Pine cones show the Fibonacci Spirals clearly. Here is a picture of a pinecone seen from its base (sorry the quality is a bit poor) and another with the spirals emphasised: red in one direction and green in the other.[Click on the images to enlarge them.]
• How many red spirals are there?
• Collect some pine cones for yourself and count the spirals in both directions.
A tip: Soak the cones in water so that they close up and counting the spirals is easier.
a. Does the number of spirals differ for each kind of tree/cone or not?
b. Are all the cones identical in that the steep spiral (the one with most spiral arms) goes in the same direction?
• What about a pineapple? Can you spot the same spirala pattern? How many spirals are there in each direction?

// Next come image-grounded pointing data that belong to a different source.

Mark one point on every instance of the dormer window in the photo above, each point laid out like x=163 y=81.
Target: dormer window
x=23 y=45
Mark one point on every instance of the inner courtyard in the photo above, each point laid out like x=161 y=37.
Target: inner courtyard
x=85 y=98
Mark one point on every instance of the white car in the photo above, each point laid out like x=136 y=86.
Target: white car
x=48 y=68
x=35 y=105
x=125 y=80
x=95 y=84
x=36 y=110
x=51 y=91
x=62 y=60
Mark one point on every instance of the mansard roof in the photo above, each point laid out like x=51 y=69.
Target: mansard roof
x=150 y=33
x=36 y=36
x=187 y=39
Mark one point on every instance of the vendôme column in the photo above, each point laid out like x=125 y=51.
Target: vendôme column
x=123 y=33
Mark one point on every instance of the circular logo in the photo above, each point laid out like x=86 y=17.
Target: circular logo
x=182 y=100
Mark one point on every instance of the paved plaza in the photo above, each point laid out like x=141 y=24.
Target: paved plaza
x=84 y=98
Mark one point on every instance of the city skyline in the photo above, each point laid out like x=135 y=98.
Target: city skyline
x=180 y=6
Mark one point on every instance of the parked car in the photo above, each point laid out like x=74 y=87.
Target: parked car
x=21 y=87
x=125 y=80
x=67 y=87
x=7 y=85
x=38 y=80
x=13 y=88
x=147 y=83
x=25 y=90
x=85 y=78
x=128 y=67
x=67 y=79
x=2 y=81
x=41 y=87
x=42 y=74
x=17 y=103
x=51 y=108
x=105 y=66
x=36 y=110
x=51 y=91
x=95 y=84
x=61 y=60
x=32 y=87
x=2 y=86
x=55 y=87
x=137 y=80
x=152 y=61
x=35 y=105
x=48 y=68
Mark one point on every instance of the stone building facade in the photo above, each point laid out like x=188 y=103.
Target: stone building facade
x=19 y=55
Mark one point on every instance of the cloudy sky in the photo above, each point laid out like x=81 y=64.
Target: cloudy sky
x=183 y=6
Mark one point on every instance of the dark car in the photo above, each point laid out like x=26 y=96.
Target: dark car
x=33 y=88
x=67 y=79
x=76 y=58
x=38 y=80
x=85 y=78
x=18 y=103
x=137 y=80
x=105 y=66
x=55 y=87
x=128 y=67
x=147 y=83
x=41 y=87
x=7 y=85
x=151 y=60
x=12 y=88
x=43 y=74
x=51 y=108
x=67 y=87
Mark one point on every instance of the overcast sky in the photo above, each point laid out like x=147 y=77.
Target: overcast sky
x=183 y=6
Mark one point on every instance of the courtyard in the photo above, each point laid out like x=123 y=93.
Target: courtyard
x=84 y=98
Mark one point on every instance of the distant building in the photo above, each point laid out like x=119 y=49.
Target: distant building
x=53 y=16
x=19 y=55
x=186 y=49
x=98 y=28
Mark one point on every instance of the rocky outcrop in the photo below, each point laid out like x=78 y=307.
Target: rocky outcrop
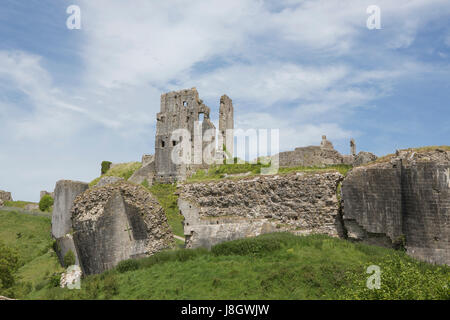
x=402 y=201
x=117 y=222
x=145 y=173
x=44 y=193
x=65 y=193
x=228 y=209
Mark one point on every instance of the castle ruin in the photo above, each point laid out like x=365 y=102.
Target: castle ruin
x=185 y=110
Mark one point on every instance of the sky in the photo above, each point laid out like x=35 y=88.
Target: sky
x=71 y=98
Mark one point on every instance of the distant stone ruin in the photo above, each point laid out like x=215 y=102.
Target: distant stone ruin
x=325 y=154
x=45 y=193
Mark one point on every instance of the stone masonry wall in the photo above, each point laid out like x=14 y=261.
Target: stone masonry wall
x=228 y=209
x=403 y=201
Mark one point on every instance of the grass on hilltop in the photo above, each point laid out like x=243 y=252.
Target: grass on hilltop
x=271 y=266
x=217 y=172
x=29 y=236
x=121 y=170
x=388 y=157
x=165 y=194
x=17 y=204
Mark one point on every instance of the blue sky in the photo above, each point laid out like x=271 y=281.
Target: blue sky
x=72 y=98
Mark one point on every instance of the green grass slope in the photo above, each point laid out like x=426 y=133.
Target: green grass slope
x=272 y=266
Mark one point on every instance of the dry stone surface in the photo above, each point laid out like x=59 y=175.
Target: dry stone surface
x=404 y=200
x=228 y=209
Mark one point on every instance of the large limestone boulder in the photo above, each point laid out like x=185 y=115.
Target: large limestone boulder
x=117 y=222
x=146 y=172
x=108 y=180
x=65 y=193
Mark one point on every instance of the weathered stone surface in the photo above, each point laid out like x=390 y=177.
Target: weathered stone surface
x=71 y=278
x=229 y=209
x=145 y=173
x=108 y=180
x=405 y=197
x=32 y=207
x=310 y=156
x=5 y=196
x=364 y=157
x=147 y=158
x=179 y=110
x=65 y=193
x=44 y=193
x=117 y=222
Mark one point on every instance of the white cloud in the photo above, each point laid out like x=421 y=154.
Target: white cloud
x=295 y=65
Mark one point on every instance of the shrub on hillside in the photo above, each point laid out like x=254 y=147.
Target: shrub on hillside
x=401 y=278
x=69 y=258
x=242 y=247
x=46 y=203
x=105 y=166
x=127 y=265
x=9 y=264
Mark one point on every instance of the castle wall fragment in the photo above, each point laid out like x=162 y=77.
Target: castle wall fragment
x=302 y=203
x=406 y=201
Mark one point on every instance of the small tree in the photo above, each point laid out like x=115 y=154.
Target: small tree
x=106 y=165
x=46 y=203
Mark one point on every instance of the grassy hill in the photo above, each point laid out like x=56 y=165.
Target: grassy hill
x=29 y=236
x=272 y=266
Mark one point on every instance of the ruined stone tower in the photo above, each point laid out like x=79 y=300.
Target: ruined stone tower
x=352 y=147
x=180 y=110
x=226 y=125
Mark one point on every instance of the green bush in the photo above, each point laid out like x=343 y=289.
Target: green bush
x=402 y=278
x=105 y=166
x=9 y=264
x=46 y=203
x=69 y=258
x=127 y=265
x=243 y=247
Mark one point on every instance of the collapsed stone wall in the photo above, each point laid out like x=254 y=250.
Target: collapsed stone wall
x=116 y=222
x=405 y=200
x=323 y=155
x=228 y=209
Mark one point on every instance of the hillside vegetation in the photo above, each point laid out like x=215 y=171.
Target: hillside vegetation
x=28 y=236
x=121 y=170
x=217 y=172
x=272 y=266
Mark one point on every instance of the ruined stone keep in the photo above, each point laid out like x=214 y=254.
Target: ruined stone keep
x=183 y=110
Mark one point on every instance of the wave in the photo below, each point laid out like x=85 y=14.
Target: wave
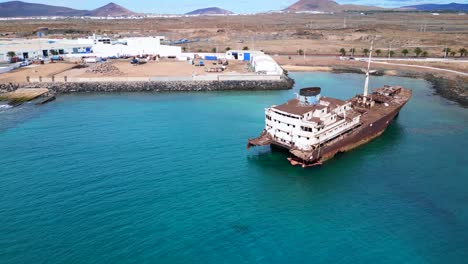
x=4 y=107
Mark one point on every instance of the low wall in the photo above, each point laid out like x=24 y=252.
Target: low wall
x=209 y=77
x=9 y=67
x=156 y=86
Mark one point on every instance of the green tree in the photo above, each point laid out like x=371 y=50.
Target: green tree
x=343 y=52
x=365 y=51
x=404 y=52
x=462 y=52
x=417 y=51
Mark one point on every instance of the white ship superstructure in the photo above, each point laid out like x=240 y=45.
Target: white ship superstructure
x=309 y=120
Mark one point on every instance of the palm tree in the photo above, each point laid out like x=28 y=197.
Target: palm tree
x=343 y=52
x=365 y=51
x=11 y=54
x=417 y=51
x=404 y=52
x=462 y=52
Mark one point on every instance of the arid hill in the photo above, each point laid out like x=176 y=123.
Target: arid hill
x=210 y=11
x=23 y=9
x=326 y=6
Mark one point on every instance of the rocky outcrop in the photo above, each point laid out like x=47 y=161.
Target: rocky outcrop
x=160 y=86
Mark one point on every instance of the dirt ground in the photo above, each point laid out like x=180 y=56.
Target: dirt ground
x=164 y=68
x=46 y=70
x=298 y=63
x=277 y=33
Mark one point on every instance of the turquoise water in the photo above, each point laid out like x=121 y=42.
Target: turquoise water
x=166 y=178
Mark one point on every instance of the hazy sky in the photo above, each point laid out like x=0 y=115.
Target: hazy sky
x=238 y=6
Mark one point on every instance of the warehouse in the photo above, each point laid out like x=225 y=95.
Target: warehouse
x=39 y=48
x=98 y=46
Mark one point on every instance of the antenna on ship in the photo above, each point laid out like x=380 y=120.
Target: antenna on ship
x=366 y=85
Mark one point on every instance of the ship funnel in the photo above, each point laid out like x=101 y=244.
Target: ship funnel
x=310 y=95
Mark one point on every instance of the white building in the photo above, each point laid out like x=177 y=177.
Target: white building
x=39 y=48
x=308 y=121
x=92 y=46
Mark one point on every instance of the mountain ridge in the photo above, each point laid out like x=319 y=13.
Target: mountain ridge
x=326 y=6
x=438 y=7
x=210 y=11
x=26 y=9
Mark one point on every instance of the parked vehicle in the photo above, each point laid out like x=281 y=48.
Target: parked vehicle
x=25 y=63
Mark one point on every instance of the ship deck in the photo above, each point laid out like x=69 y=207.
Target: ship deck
x=381 y=114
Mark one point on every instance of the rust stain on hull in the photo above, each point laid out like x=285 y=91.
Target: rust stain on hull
x=374 y=123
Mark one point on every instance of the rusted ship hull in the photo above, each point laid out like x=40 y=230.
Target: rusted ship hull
x=373 y=124
x=354 y=139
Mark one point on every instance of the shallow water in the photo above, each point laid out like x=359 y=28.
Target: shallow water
x=166 y=178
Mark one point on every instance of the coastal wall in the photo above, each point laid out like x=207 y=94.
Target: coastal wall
x=211 y=77
x=155 y=86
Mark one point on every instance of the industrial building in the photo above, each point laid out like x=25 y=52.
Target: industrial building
x=93 y=46
x=40 y=48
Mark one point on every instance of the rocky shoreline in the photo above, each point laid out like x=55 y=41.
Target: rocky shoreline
x=159 y=86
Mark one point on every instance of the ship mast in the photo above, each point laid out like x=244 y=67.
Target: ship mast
x=366 y=85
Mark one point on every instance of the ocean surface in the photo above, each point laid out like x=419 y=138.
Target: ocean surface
x=166 y=178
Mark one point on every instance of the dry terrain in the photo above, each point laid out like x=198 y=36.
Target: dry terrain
x=277 y=33
x=164 y=68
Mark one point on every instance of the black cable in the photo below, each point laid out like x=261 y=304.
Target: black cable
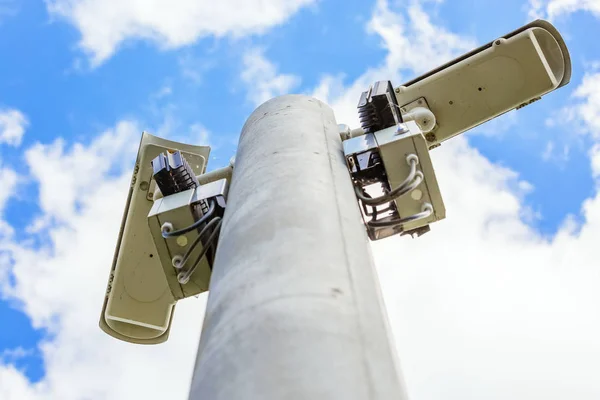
x=195 y=225
x=184 y=276
x=203 y=232
x=399 y=221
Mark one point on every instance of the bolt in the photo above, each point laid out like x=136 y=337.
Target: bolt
x=182 y=241
x=430 y=137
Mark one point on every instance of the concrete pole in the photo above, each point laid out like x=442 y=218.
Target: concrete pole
x=294 y=309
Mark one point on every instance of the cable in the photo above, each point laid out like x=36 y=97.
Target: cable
x=413 y=175
x=189 y=251
x=427 y=211
x=184 y=276
x=195 y=225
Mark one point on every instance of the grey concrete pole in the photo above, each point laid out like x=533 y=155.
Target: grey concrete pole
x=294 y=308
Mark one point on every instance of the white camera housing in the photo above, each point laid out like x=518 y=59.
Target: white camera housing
x=507 y=73
x=138 y=306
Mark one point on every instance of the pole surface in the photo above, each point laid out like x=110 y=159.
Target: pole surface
x=294 y=308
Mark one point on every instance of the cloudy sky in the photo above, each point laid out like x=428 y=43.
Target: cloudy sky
x=500 y=301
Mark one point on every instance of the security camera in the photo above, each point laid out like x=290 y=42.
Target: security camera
x=139 y=303
x=508 y=73
x=401 y=125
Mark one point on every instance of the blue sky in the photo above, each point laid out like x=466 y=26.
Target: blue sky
x=74 y=73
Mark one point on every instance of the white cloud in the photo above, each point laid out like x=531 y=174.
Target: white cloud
x=551 y=9
x=12 y=126
x=106 y=24
x=414 y=45
x=558 y=156
x=61 y=285
x=262 y=79
x=484 y=306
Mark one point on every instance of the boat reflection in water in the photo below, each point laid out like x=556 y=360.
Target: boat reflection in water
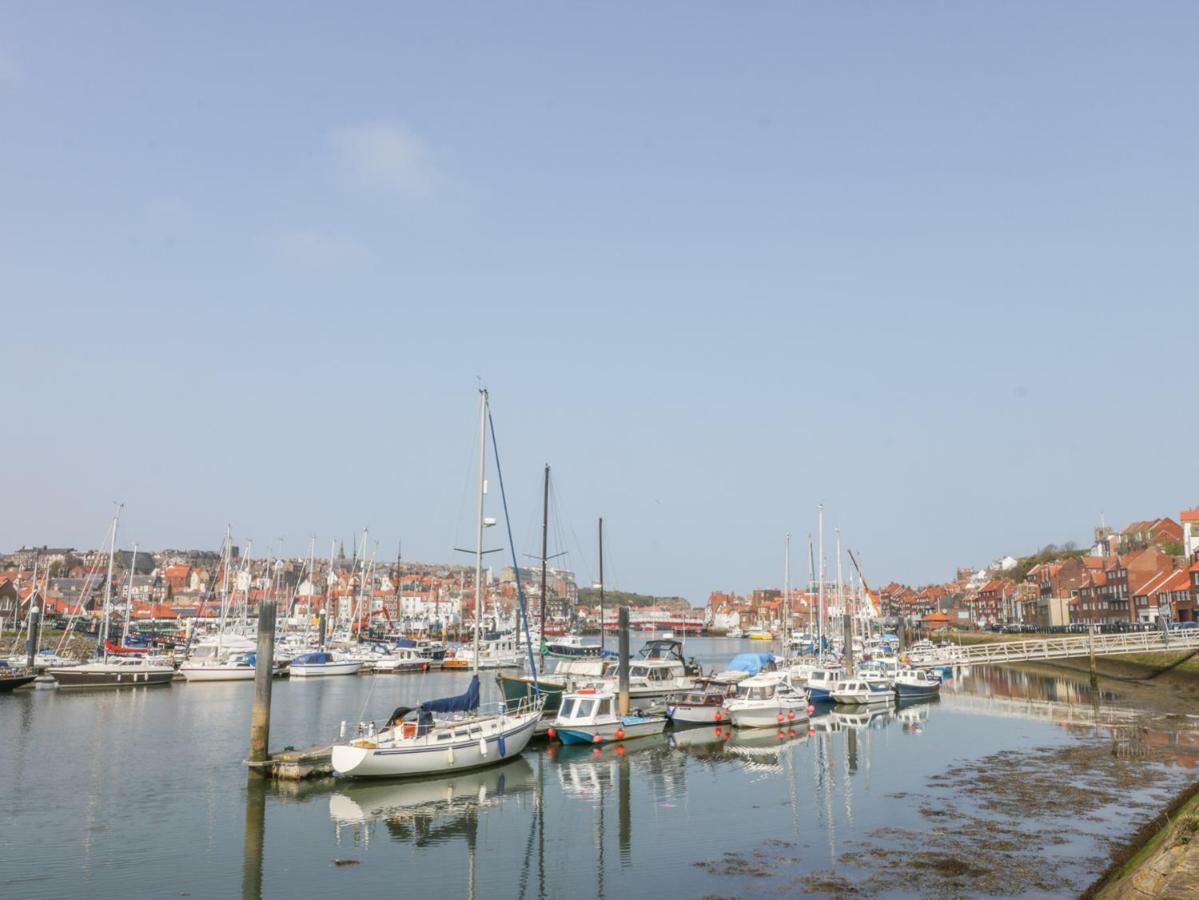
x=427 y=810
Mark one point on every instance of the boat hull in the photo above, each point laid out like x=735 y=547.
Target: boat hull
x=217 y=672
x=82 y=676
x=324 y=670
x=767 y=716
x=628 y=729
x=427 y=759
x=697 y=714
x=11 y=682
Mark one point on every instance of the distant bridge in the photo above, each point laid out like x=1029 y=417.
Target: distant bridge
x=1102 y=645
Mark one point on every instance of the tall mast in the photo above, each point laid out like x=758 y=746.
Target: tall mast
x=544 y=550
x=601 y=585
x=482 y=490
x=108 y=581
x=820 y=587
x=787 y=592
x=224 y=586
x=128 y=605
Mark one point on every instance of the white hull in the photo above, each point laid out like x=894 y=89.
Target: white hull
x=427 y=756
x=217 y=672
x=697 y=714
x=767 y=713
x=324 y=670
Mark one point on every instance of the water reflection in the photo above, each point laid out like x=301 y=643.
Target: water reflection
x=567 y=816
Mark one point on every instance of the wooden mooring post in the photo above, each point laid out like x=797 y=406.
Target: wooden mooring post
x=264 y=670
x=624 y=660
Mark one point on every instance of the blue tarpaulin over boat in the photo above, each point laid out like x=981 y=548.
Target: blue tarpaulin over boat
x=461 y=704
x=752 y=663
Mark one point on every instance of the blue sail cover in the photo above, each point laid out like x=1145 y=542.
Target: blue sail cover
x=461 y=704
x=749 y=663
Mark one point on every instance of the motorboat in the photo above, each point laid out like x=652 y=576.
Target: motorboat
x=571 y=646
x=766 y=700
x=567 y=675
x=698 y=707
x=590 y=717
x=657 y=671
x=916 y=683
x=113 y=672
x=860 y=692
x=321 y=664
x=236 y=666
x=398 y=660
x=445 y=735
x=821 y=682
x=743 y=665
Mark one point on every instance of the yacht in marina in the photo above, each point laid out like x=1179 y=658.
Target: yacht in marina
x=766 y=700
x=439 y=736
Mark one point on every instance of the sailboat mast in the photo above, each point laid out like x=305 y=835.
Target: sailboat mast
x=787 y=591
x=820 y=586
x=128 y=605
x=482 y=490
x=544 y=550
x=601 y=585
x=108 y=581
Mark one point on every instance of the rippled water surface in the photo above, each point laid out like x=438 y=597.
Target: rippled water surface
x=1011 y=784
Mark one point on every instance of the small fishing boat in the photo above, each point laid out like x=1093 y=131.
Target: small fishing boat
x=12 y=677
x=571 y=646
x=439 y=736
x=821 y=682
x=916 y=683
x=590 y=717
x=766 y=700
x=698 y=707
x=860 y=692
x=320 y=664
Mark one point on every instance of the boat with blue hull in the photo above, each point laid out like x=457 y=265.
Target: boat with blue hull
x=590 y=717
x=916 y=683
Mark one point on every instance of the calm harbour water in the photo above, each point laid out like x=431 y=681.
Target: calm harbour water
x=1012 y=784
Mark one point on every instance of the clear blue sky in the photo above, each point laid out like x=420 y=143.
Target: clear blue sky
x=934 y=265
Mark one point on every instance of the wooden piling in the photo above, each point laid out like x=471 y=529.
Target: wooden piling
x=35 y=633
x=624 y=660
x=264 y=665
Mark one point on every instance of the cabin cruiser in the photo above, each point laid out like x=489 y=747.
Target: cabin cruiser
x=657 y=671
x=766 y=700
x=571 y=646
x=235 y=666
x=742 y=665
x=860 y=692
x=703 y=706
x=567 y=675
x=821 y=682
x=437 y=737
x=916 y=683
x=495 y=651
x=590 y=716
x=321 y=664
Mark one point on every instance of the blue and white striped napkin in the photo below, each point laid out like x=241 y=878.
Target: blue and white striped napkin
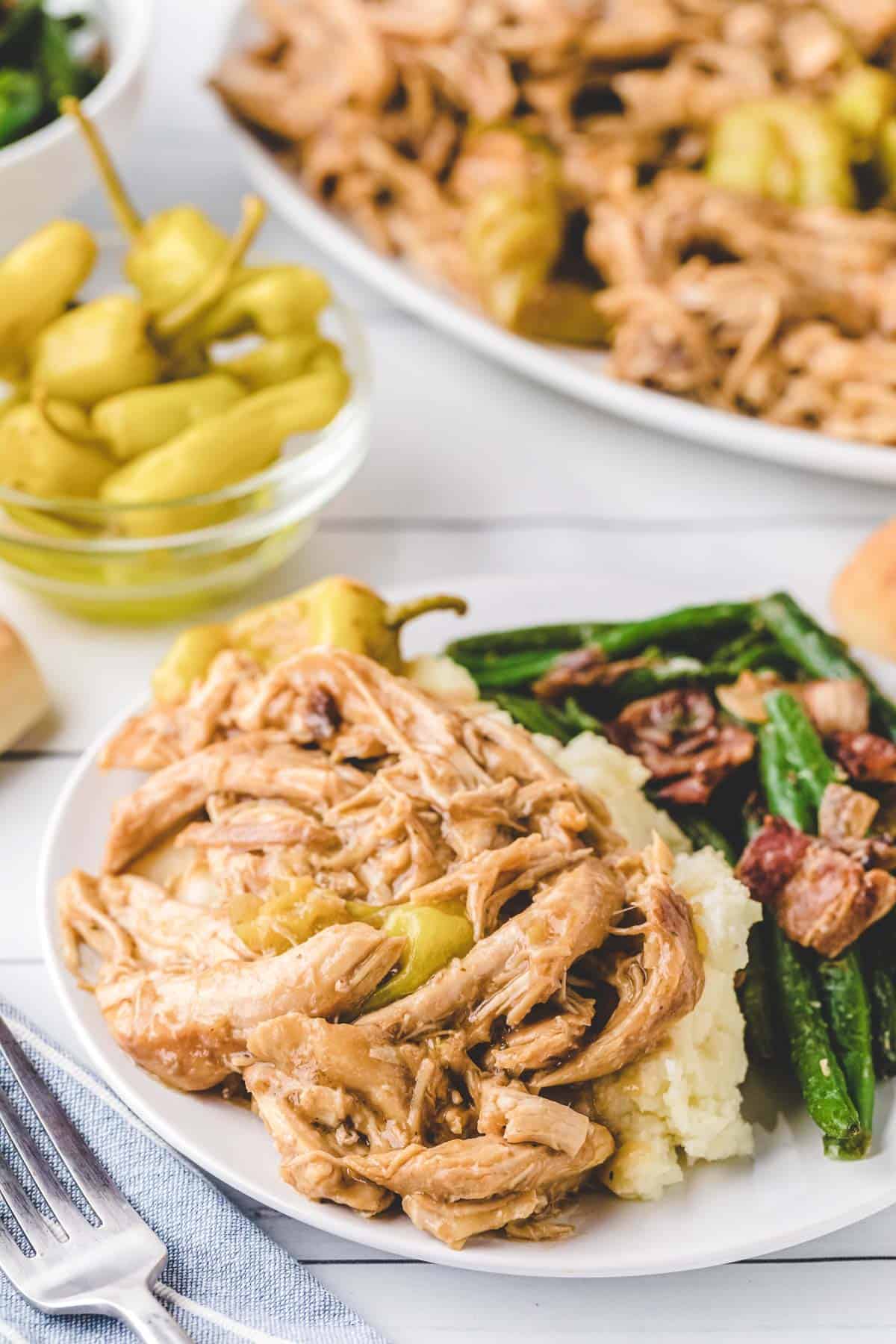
x=225 y=1280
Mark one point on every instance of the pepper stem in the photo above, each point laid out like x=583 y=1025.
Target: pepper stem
x=399 y=615
x=67 y=429
x=119 y=198
x=215 y=282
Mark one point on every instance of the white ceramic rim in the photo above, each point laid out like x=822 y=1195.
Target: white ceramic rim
x=124 y=66
x=564 y=371
x=385 y=1236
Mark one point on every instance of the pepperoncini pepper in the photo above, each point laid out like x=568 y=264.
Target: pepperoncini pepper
x=865 y=99
x=336 y=612
x=514 y=237
x=143 y=418
x=269 y=300
x=38 y=279
x=222 y=450
x=96 y=351
x=509 y=181
x=169 y=255
x=561 y=312
x=785 y=149
x=435 y=936
x=38 y=460
x=293 y=914
x=276 y=361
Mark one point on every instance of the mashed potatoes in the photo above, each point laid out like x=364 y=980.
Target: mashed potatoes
x=682 y=1102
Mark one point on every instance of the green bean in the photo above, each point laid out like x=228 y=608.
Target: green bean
x=536 y=717
x=755 y=994
x=687 y=621
x=801 y=745
x=848 y=1012
x=879 y=956
x=511 y=671
x=821 y=1078
x=783 y=791
x=60 y=72
x=883 y=1006
x=821 y=653
x=615 y=638
x=20 y=102
x=579 y=718
x=656 y=678
x=527 y=638
x=16 y=30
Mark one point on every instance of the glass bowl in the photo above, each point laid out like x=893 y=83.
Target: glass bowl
x=84 y=557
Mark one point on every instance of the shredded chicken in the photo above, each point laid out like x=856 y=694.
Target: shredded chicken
x=331 y=793
x=402 y=117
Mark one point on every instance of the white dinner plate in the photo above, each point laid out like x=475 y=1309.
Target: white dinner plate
x=726 y=1211
x=579 y=374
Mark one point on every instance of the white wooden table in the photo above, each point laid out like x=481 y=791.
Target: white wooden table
x=472 y=470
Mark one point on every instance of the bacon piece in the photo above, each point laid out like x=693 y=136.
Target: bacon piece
x=679 y=737
x=865 y=757
x=581 y=670
x=824 y=895
x=833 y=706
x=836 y=706
x=845 y=815
x=771 y=858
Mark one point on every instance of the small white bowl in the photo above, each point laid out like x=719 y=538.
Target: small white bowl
x=42 y=174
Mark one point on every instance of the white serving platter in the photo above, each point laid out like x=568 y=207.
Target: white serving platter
x=578 y=374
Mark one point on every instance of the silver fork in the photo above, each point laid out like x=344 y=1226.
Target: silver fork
x=75 y=1268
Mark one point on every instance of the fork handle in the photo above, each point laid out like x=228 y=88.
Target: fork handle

^^^ You will occasionally find pine cones with do not have a Fibonacci number of spirals in one or both directions. Sometimes this is due to deformities produced by disease or pests. For instance, a large collection of pine cones of different kinds of Californian pine cones was studied by Brother Alfred Brousseau and reported in The Fibonacci Quarterly vol 7 (1969) pages 525 - 532 in an article entitled Fibonacci Statistics in Conifers. He also found that there were as many with the steep spiral (the one with more arms) going to the left as to the right.
^^ Pineapples and Fibonacci Numbers P B Onderdonk The Fibonacci Quarterly vol 8 (1970), pages 507, 508.
0, 1, 1, 2, 3, 5, 8, 13, 21, 34, 55, 89, 144, 233, 377, 610, 987 ..More..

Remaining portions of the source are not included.